Were all, most, or even just some of the gratuitous features in Madden NFL 25 outstanding, there would be more to celebrate in this silver anniversary of our marriage as player and game. But the truth is these features are all good, but unremarkable.
At the heart of the whole Madden experience is the simulation of the game on the field. That remains fine, just fine. It feels like what I imagine controlling an NFL game on TV should feel like. This year, the EA marketers are emphasizing the newly tuned running engine, and they are right to do so. It feels responsive yet weighty. I can recognize when I’ve generated some momentum, and while sometimes the character movements seem superhuman—like a sideways juke that sends my player nearly 10 yards laterally—most of the time the running game feels more rooted by Newtonian axioms than ever before. Similarly, the graphical statistical overlays, the introductory sequences, the between play camera movements, and even the streamed in-game advertising all faithfully mirror the sport on television.

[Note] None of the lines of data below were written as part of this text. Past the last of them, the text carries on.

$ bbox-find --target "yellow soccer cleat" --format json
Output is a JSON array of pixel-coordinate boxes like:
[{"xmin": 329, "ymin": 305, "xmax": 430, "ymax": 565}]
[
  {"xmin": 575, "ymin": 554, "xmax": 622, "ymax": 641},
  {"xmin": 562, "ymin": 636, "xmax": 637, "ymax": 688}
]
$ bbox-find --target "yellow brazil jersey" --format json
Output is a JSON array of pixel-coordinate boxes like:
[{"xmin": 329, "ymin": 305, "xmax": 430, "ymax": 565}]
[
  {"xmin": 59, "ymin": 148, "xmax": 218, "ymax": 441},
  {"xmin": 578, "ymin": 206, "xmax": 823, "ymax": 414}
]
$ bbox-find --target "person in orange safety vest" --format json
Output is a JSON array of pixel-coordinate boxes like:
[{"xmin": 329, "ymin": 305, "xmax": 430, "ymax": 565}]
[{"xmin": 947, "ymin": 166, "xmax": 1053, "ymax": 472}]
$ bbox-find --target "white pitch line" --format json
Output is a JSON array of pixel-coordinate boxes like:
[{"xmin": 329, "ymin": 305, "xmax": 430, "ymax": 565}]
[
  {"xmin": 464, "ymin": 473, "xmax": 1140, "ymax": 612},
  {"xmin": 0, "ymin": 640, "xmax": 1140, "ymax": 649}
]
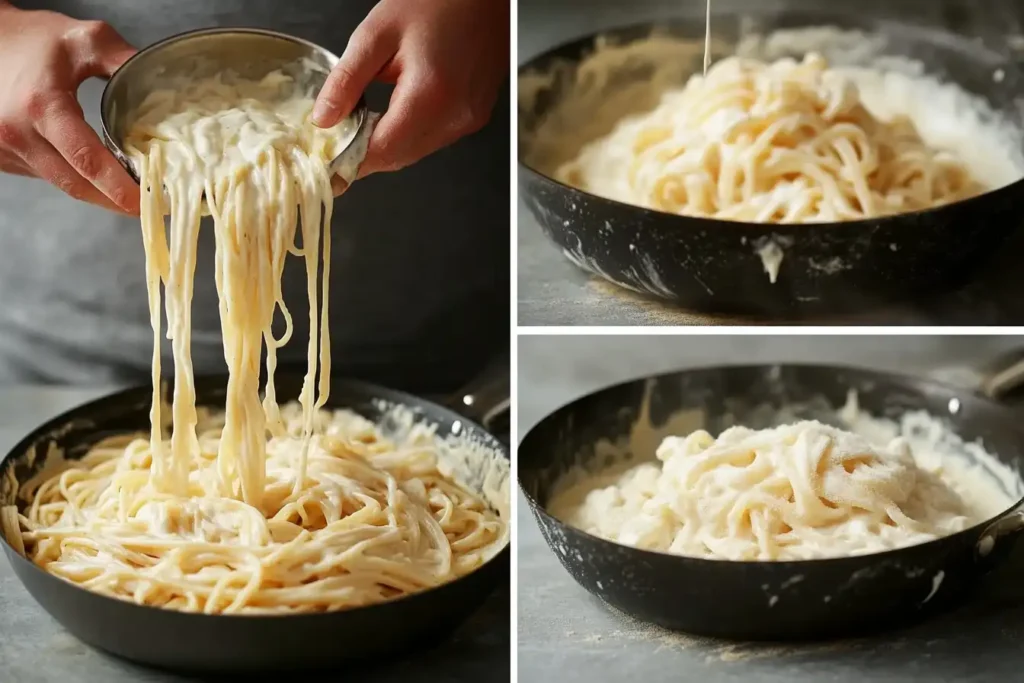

But so much of the game, despite being 25 years old, feels dated and unremarkable. The character models, though fine during the action of the game, look unconvincing and awkward during camera cuts between plays. The coaches especially look like glassy faced hunchbacks, as though the model designed to look good under pads was just copied for them. The computer AI, which accounts for a lot of the game considering football is played 11 on 11, is decent, but still makes lots of mistakes. Blocking, in particular, is clumsy and unintelligent. In addition to 25 years of features, they’ve left 25 years of awkwardness in the game as well.
As likely the last Madden game of this console generation, this year’s iteration is peppered with callbacks to the quarter-century history of the game. Loading screens feature blurbs and screenshots of the many different versions of the game, often highlighting which unique “back of the box” feature was the revolutionary change being marketed that year. As someone who has played almost all, and bought most of these games over the years, it does make for nice moments of nostalgia as I wait. No doubt the designers hoped that the romp down memory lane would compel players to wonder at just how much has changed over all this time.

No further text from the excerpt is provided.